Operator's tricky program 12

#include<stdio.h>

int main(){

     int i=5;

     int a=++i + ++i + ++i;

     printf("%d",a);

     return 0;

}

Explanation

Output: 

Turbo C++ 3.0: 21

Turbo C ++4.5: 21

Linux GCC: 22

Visual C++: 24

Explanation:

Rule : ++ (in ++i) is pre increment operator so in any arithmetic expression it first increment the value of variable by one in whole equation up to break point then start assigning the value of variable in the equation. There are many break point operators in. For example:

(1) Declaration statement.
(2) && or operator.
(3) Comma (,) operator etc.

In the following expression:

int a=++i + ++i + ++i;

Here break point is due to declaration .It break after each increment i.e. (initial value of i=5) after first increment value 6 assign to variable i then in next increment will occur and so on.

So, a = 6 + 7 + 8;

Operator's tricky program 11

What will be output of the following program?

#include<stdio.h>

int main(){

    float a;

    (int)a= 45;

    printf("%d,a);

    return 0;

}

Explanation

Output:

Turbo C++ 3.0: Compilation error

Turbo C ++4.5: Compilation error

Linux GCC: Compilation error

Visual C++: Compilation error

Explanation:

After performing any operation on operand it always return some constant value.
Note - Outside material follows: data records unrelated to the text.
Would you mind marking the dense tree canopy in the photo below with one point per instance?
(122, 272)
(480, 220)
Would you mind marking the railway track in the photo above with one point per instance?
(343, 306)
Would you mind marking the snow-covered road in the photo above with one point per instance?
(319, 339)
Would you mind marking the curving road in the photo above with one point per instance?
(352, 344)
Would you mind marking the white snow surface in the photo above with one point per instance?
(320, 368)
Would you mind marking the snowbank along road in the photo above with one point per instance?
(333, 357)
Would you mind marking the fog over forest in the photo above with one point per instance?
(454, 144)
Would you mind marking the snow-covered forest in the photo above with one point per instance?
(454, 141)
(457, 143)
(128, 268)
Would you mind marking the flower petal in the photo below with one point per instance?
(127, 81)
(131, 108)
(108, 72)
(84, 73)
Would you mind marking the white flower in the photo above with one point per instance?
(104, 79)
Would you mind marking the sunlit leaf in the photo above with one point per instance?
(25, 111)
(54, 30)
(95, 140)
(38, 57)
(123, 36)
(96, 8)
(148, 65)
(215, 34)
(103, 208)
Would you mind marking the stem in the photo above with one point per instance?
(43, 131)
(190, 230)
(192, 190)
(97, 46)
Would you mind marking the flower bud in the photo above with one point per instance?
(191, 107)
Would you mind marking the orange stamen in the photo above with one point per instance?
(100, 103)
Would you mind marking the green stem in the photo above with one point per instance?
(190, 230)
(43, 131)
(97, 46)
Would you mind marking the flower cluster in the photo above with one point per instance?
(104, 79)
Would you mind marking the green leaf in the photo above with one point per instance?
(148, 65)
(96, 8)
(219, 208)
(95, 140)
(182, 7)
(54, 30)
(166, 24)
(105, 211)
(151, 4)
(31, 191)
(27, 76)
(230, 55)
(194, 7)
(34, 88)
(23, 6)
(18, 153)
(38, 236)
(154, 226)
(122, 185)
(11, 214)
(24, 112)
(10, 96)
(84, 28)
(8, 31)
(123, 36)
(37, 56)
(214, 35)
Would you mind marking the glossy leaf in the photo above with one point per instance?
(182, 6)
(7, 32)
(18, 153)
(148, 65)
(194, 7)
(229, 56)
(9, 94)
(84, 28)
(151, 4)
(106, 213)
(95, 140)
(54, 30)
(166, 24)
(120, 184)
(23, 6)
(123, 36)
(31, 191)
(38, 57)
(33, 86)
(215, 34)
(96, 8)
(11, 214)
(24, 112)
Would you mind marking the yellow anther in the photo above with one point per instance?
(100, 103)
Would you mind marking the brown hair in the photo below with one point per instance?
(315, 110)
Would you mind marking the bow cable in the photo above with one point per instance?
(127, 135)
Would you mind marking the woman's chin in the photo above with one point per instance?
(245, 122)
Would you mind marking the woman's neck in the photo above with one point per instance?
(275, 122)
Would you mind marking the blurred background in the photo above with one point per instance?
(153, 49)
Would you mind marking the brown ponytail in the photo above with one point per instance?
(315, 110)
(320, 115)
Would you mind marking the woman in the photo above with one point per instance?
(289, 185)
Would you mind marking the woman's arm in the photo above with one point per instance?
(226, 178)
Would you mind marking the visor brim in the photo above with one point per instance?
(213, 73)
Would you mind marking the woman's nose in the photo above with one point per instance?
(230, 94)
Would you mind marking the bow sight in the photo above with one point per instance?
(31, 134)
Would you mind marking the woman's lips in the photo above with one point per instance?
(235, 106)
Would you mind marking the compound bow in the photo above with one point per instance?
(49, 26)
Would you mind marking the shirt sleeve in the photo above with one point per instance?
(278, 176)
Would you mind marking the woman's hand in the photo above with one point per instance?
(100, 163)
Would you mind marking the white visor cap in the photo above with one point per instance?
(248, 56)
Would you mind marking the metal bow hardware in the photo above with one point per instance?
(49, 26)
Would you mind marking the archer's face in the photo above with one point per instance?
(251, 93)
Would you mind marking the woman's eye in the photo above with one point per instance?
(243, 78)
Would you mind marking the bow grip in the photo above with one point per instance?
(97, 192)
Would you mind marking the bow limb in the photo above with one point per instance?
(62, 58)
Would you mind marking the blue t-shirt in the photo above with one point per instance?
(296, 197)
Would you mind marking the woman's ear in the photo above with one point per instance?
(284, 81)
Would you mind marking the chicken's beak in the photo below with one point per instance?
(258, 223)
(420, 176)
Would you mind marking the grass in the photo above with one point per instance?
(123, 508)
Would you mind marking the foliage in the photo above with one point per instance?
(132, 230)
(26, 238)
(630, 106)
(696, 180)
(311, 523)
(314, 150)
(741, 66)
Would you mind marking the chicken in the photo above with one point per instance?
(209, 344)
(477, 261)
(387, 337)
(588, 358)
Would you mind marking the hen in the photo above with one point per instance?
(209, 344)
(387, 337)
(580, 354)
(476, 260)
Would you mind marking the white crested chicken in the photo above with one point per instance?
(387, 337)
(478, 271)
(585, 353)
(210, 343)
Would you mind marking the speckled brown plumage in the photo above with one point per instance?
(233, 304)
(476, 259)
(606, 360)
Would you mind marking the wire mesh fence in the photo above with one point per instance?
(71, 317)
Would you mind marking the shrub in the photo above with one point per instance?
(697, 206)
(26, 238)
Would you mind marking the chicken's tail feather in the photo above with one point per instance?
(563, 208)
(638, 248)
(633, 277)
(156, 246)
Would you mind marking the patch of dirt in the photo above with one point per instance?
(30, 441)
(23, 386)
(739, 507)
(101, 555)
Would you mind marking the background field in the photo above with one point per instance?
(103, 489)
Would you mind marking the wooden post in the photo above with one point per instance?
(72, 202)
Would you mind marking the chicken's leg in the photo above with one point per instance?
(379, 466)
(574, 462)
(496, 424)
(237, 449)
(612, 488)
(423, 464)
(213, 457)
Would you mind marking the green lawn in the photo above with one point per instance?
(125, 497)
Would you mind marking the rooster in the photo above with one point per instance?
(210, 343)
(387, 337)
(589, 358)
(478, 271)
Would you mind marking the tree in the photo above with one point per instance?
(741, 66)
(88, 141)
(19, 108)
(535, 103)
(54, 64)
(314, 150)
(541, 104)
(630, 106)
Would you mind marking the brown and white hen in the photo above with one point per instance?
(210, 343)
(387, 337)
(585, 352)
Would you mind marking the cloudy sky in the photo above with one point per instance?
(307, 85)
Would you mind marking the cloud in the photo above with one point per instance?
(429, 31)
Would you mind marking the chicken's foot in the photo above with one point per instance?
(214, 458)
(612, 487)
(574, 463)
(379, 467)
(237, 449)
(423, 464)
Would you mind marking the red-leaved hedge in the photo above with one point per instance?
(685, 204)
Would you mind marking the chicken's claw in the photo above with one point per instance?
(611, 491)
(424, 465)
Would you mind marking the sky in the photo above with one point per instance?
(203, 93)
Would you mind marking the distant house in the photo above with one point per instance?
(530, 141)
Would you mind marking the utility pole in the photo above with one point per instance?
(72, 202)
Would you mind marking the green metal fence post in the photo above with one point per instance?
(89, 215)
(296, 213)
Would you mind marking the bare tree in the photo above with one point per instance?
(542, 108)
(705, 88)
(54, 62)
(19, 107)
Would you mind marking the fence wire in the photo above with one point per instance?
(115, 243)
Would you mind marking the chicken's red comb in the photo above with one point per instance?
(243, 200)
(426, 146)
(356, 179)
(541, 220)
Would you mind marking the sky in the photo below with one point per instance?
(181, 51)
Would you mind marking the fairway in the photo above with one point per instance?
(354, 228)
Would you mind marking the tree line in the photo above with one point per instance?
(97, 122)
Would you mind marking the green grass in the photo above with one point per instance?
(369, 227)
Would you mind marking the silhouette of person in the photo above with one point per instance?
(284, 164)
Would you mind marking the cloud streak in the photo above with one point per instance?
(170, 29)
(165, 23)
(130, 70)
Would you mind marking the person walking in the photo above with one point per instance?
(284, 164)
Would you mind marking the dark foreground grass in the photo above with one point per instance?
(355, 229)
(int) i.e. type casting operator is not exception for this. (int) a will return one constant value and we cannot assign any constant value to another constant value in c.

(int)a = 45; is equivalent to
3456 = 45 ( Here 3456 in any garbage value of int(a)).

Operator's tricky program 10

What will be output of the following program?

#include<stdio.h>

int main(){

    int a;

    a=sizeof(!5.6);

    printf("%d",a);

    return 0;

}

Explanation

Output:

Turbo C++ 3.0: 2

Turbo C ++4.5: 2

Linux GCC: 4

Visual C++: 4

Explanation:

! is negation operator it return either integer 0 or 1.
! Any operand = 0 if operand is non zero.
! Any operand = 1 if operand is zero.
So, !5.6 = 0

Since 0 is integer number and size of integer data type is two byte.

Operator's tricky program 9

What will be output of the following program?

#include<stdio.h>

int main(){

    int x=100,y=20,z=5;

    printf("%d %d %d");

    return 0;

}

Explanation

Output:

Turbo C++ 3.0: 5 20 100

Turbo C ++4.5: 5 20 100

Linux GCC: Garbage values

Visual C++: 5 100 20

By default x, y, z are auto type data which are stored in stack in memory. Stack is LIFO data structure. So in stack first stores 100 then 20 then 5 and program counter will point top stack i.e. 5. Default value of %d in printf is data which is present in stack. So output is revere order of declaration. So output will be 5 20 100.